We went to the Hogtown Craft Beer Festival — our local beer festival here in Gainesville. We missed the inaugural event last year, but were glad to make it this year. It was held in the Kanapaha Botanical Gardens, which are very beautiful this time of year. Unfortunately, it had been raining most of the day before the fest, so the ground was pretty muddy. Luckily the rain let up so we didn’t get soaked at the outdoor festival.
The local and regional beer selection was very good. There were a ton of breweries from Jacksonville (Bold City, Green Room, Intuition Ale Works, Engine 15), Tampa (Cigar City, St. Somewhere), Tallahassee (Momo’s, Pesacola Bay), and St. Augustine (Mile Marker) which I’d heard of but mostly never had any beer from. There were also several regional and national brewers — it was good to see them represented, but with so much local beer we’d never had, we decided to focus on the new and local.

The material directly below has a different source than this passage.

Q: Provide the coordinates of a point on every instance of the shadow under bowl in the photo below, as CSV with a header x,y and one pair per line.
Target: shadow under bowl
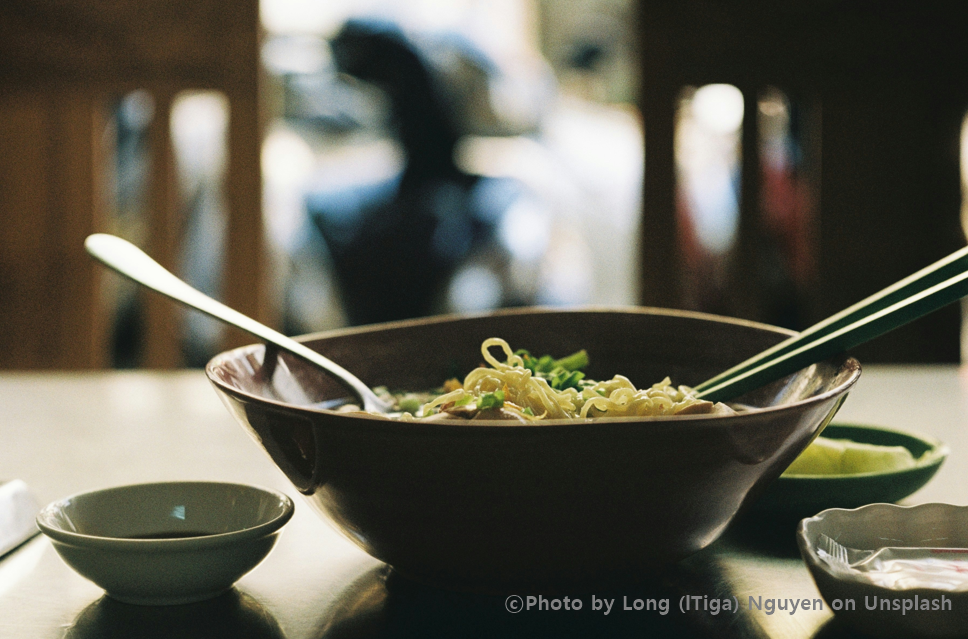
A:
x,y
492,506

There was a good variety of styles of beer represented, with lots of IPA, porter, stout, but also saison, rye, wheat, etc. By far our favorite beer of the event was Engine 15′s Doolittle Rye Saison. It gets mixed reviews on RateBeer, but we both loved it. I generally hate rye beers, but this one was a very solid saison, with just a touch of sweetness and not too much rye astringency.
There was quite a crowd, but the lines for beer moved very quickly. There were around 50 breweries pouring, so it was also easy to shift to a shorter line if anything had a long line. We only had to wait in two long lines: one for free burgers (which makes sense) and the other was for Swamp Head just after they tapped a special keg of saison. Other than that, there were at most two or three people ahead of us for any given line. And many times you could just walk up with no line.
So other than being afraid of getting rained on, I think it was one of the best beer festivals I’ve been to. There was way more beer than we could drink, and tons of local beer we’d never had before.